Developers Club geek daily blog

2 years, 11 months ago
Practically each developer creating information systems faces need of forming of different reports and printing forms. It is characteristic and for the majority of the applications developed on our platform. For example, in system on which I work now, them 264. Not to write every time to the logician of forming of reports from scratch, we have developed special library (under cat it will be explained why we were suited existing). It is called as YARG? Yet Another Report Generator.
YARG allows:
  • To generate the report in format of template or to convert result in PDF;
  • To create templates of reports in usual and widespread formats: DOC, ODT, XLS, DOCX,XLSX, HTML;
  • To create difficult XLS and XLSX templates: with the enclosed areas of data, diagrams, formulas, etc.;
  • To use in reports of the image and the HTML layout;
  • To store structure of reports in the XML format;
  • To start standalone application for reports generation that does possible use of library out of Java-ecosystem (for example for reports generation in PHP);
  • To be integrated with IoC-frameworks (Spring, Guice).

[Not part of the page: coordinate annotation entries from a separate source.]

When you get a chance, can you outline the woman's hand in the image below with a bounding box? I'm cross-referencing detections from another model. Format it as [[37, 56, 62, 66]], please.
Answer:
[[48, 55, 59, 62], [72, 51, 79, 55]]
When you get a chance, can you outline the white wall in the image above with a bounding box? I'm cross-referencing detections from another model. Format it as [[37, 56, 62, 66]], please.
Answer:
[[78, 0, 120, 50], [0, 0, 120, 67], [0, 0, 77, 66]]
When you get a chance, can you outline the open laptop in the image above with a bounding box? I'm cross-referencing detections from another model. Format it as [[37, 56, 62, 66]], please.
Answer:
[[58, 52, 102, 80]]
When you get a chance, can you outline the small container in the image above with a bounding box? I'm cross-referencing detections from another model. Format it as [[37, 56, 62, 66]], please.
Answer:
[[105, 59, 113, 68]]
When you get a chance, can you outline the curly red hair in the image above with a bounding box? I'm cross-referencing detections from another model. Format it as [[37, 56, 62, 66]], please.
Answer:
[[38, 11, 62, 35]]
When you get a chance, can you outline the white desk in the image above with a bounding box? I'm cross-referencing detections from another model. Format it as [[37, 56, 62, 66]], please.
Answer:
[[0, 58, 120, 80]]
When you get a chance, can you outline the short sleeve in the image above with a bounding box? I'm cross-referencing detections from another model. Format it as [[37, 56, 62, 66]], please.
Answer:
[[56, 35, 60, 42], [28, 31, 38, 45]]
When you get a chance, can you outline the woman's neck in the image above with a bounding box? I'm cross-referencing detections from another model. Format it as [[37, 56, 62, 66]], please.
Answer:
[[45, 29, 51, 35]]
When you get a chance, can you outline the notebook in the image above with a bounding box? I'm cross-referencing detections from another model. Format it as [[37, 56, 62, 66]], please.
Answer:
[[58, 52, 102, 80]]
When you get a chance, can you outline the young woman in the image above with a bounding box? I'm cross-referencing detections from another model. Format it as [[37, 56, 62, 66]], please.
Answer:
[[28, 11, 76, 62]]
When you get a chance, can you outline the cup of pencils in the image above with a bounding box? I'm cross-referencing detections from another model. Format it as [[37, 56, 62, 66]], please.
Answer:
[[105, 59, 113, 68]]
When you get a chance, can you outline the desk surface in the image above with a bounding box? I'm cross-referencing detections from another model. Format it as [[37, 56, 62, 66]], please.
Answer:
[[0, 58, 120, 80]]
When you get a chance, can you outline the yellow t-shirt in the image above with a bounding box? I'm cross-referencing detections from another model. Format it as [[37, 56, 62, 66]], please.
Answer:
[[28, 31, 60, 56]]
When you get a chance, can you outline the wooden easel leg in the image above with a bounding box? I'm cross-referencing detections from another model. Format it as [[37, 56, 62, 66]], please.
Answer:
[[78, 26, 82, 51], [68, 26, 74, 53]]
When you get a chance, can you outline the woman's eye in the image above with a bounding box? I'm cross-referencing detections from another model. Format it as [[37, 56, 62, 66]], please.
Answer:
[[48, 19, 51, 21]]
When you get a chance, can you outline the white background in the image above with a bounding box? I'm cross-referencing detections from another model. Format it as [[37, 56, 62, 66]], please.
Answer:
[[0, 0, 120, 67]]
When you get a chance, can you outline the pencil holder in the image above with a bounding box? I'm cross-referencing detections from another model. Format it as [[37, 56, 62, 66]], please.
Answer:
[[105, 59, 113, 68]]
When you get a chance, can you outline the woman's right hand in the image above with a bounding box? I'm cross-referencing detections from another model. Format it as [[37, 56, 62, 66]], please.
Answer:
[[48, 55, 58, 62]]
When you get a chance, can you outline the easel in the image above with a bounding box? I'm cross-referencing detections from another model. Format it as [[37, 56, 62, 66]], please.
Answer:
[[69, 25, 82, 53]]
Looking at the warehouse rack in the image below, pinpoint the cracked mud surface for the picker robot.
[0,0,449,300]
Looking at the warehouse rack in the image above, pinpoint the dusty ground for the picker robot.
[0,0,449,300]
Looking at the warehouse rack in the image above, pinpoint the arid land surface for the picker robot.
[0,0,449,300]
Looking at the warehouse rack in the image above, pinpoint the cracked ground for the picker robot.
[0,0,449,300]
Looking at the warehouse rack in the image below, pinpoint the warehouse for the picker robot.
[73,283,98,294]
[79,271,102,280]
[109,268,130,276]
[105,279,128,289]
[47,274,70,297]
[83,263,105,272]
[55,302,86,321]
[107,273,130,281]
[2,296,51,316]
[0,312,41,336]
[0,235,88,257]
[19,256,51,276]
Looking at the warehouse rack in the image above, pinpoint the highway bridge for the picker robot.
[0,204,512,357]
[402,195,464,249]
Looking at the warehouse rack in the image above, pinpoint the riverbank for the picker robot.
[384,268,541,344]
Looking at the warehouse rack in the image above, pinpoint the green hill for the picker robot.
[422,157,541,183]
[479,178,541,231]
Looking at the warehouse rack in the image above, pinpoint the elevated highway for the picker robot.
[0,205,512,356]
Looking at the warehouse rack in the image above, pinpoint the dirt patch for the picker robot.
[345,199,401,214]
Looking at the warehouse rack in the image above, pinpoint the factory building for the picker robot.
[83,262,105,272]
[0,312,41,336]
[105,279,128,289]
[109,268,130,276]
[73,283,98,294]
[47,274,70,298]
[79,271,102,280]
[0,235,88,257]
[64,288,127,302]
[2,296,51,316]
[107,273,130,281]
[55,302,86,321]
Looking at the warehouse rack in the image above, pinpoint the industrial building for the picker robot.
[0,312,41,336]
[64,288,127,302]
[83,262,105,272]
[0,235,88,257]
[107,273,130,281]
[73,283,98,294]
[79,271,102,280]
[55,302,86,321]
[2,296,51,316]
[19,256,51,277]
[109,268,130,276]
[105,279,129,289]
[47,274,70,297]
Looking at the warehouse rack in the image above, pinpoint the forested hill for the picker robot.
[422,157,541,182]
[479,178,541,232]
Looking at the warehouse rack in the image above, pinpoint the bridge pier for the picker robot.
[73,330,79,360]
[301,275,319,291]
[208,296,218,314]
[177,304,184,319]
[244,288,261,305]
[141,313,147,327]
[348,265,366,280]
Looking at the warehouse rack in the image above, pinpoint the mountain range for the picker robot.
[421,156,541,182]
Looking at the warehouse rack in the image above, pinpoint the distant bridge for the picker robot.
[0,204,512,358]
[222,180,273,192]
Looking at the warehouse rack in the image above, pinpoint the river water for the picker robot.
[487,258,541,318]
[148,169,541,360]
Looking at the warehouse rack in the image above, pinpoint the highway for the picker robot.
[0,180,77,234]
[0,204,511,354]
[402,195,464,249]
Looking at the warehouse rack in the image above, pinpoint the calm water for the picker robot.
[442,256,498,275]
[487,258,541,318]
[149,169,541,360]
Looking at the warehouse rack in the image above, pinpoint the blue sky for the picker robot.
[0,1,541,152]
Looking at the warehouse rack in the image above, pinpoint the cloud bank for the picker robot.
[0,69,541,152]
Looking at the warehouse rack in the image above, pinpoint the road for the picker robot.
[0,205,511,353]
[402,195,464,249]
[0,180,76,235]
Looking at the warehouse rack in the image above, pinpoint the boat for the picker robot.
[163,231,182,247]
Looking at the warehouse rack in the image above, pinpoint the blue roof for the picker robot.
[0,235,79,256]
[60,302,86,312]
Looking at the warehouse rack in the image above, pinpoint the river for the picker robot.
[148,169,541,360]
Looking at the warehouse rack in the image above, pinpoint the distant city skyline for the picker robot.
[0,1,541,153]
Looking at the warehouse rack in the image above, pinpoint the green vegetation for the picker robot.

This library is used in the CUBA platform as basis for the engine of reports. We develop it since 2010, but have quite recently decided to make it open, and have laid out its code on GitHub with the license Apache 2.0.
This article is urged to draw to it attention of community.


The simple idea of division of data sampling and data mapping in the ready report (data layer &presentation; layer) is the cornerstone of library. Data sampling is described by various scripts, and data mapping is configured directly in documents templates. Thus, to create template special means are not required, it is enough to have near at hand Open Office or Microsoft Office.

The report consists of so-called bands. The band at the same time is both data set and area in template where these data are displayed (connects data layer and presentation layer).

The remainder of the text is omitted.